Raison de tout cela, explique-t-il :

[tweet du dessus : Les vainqueurs écrivent d'habitude l'histoire, mais nous avons déjà une archive. Ne les laissons jamais oublier. Ceci est notre mémoire collective.]

Walter Benjamin nous informe pourquoi nous devons garder en mémoire et archiver la révolution syrienne même après sa défaite :
[Texte sur l'image (NdT: version française extraite d'un article de Daniel Bensaïd) : Articuler historiquement le passé ne se résume pas à le reconnaître tel qu’il a réellement été. Il s’agit de se rendre maître du souvenir, de le saisir au vol, de le surprendre dans sa fugacité, « tel qu’il jaillit à l’instant du danger ». Il s’agit pour le matérialiste historique de saisir du passé « l’image qui s’impose à l’improviste au moment du danger » au « sujet historique ». Ce danger « menace aussi bien le contenu de la tradition que ses nouveaux dépositaires ». Car, à chaque époque, il faut tenter d’arracher la tradition au conformisme qui tente de s’en emparer. Le Messie ne vient donc pas seulement comme rédempteur. Il vient, vieille obsession apocalyptique, comme vainqueur de l’Antéchrist, délivrer un passé captif. À l’historiographe seul revient le don d’attiser pour le passé la flamme de l’espérance.

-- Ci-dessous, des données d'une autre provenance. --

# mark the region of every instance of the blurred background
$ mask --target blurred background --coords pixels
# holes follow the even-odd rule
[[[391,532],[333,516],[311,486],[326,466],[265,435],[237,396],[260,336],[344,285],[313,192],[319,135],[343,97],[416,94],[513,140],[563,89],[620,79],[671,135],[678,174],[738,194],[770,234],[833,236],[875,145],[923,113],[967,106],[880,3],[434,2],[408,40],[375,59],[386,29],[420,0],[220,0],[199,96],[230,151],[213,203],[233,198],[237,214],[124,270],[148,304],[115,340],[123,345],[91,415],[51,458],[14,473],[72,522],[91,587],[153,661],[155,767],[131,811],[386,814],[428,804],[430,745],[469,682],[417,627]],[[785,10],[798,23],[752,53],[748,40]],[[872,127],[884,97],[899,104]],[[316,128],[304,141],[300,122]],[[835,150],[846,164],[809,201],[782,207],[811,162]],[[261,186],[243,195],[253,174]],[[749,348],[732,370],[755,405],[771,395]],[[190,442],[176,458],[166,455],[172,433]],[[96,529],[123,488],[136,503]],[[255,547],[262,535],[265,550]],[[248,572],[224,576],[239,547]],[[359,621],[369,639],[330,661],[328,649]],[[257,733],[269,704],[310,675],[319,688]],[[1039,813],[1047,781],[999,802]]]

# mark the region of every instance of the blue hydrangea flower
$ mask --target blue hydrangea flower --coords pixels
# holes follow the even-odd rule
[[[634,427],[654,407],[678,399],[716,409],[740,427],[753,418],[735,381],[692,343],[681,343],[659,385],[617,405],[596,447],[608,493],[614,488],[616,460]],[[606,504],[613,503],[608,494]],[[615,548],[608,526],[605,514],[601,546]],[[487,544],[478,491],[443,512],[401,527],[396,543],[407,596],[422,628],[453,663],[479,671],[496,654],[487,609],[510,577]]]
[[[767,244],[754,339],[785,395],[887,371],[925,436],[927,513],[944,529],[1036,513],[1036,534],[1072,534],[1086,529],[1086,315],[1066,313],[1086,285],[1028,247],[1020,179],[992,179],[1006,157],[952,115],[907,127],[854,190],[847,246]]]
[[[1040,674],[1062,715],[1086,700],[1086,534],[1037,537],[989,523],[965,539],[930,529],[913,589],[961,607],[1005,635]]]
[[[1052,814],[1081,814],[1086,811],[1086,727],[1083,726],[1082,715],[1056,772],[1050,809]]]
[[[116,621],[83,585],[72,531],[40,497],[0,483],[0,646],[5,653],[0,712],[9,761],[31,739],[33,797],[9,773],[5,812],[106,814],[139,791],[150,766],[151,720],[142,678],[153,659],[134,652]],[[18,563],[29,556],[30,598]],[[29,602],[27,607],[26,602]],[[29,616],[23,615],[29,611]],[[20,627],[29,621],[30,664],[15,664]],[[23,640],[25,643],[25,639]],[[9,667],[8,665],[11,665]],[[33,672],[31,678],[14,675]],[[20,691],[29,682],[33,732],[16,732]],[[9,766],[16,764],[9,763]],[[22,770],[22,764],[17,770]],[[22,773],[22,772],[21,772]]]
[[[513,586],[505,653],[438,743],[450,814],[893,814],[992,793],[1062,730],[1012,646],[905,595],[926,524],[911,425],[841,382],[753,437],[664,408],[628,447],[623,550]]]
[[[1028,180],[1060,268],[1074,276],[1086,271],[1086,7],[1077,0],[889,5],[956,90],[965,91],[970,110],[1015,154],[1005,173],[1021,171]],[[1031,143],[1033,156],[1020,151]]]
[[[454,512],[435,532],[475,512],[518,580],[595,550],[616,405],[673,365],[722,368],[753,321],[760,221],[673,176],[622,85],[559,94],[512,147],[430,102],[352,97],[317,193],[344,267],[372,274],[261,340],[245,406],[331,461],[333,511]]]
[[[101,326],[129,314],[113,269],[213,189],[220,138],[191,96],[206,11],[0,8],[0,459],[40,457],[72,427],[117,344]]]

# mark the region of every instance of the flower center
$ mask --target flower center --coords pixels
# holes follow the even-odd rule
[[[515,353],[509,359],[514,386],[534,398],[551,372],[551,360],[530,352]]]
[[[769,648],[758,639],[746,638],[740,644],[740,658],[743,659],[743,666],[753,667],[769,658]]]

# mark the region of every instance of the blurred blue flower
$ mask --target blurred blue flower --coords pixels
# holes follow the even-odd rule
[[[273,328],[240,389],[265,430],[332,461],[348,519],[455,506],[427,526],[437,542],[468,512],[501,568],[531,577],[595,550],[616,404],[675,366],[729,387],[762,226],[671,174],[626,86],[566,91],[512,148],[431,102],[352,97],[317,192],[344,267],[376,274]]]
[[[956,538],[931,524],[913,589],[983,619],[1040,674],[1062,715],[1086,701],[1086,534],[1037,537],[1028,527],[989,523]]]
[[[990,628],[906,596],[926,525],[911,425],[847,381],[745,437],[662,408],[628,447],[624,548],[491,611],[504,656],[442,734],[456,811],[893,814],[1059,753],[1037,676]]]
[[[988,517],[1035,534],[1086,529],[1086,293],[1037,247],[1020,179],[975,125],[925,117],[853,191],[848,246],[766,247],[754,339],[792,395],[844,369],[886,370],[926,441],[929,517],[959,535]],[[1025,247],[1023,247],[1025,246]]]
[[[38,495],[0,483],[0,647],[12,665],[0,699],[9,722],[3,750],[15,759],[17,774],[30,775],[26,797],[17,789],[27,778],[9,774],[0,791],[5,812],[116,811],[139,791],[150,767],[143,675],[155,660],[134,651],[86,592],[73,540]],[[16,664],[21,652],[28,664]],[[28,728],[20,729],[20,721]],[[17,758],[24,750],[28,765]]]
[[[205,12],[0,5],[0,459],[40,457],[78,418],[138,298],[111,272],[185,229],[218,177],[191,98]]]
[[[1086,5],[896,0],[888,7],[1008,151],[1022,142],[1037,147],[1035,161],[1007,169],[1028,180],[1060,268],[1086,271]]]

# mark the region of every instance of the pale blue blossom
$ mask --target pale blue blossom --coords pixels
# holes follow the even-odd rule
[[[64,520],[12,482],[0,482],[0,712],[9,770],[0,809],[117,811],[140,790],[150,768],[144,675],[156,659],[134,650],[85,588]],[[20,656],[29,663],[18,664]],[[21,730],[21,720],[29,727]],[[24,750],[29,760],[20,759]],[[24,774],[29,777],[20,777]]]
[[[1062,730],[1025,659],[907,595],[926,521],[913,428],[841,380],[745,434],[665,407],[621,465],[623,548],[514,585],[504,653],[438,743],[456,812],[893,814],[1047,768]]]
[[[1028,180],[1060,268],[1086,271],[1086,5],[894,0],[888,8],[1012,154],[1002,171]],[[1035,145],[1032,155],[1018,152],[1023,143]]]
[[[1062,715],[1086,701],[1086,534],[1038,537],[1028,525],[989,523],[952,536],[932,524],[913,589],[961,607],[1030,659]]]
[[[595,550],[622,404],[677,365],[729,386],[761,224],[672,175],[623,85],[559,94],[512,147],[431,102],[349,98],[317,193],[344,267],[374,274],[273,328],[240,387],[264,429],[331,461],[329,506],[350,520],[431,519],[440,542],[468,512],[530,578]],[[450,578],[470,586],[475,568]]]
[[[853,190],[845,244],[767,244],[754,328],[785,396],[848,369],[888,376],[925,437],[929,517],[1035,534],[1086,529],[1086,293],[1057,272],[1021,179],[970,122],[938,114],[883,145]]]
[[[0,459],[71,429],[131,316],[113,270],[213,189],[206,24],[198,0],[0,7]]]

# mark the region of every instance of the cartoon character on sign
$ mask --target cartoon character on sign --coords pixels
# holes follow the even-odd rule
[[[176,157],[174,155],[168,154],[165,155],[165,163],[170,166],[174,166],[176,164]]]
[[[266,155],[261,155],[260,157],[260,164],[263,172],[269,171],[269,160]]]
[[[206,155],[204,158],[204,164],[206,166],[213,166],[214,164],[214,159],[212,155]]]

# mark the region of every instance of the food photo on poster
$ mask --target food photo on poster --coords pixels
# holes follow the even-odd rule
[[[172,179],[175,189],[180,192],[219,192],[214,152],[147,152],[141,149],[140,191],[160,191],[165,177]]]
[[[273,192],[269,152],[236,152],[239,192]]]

Le principe espérance ! Réveillé à nouveau, attisé par l’écriveur d’histoire, convaincu que les morts eux-mêmes ne seraient pas en sécurité si l’ennemi l’emportait. Or, précisément, cet ennemi n’a, jusqu’à présent, cessé de vaincre.]

Elias Abou Jaoude et Sarmad Al Jilane ont contribué à cet article.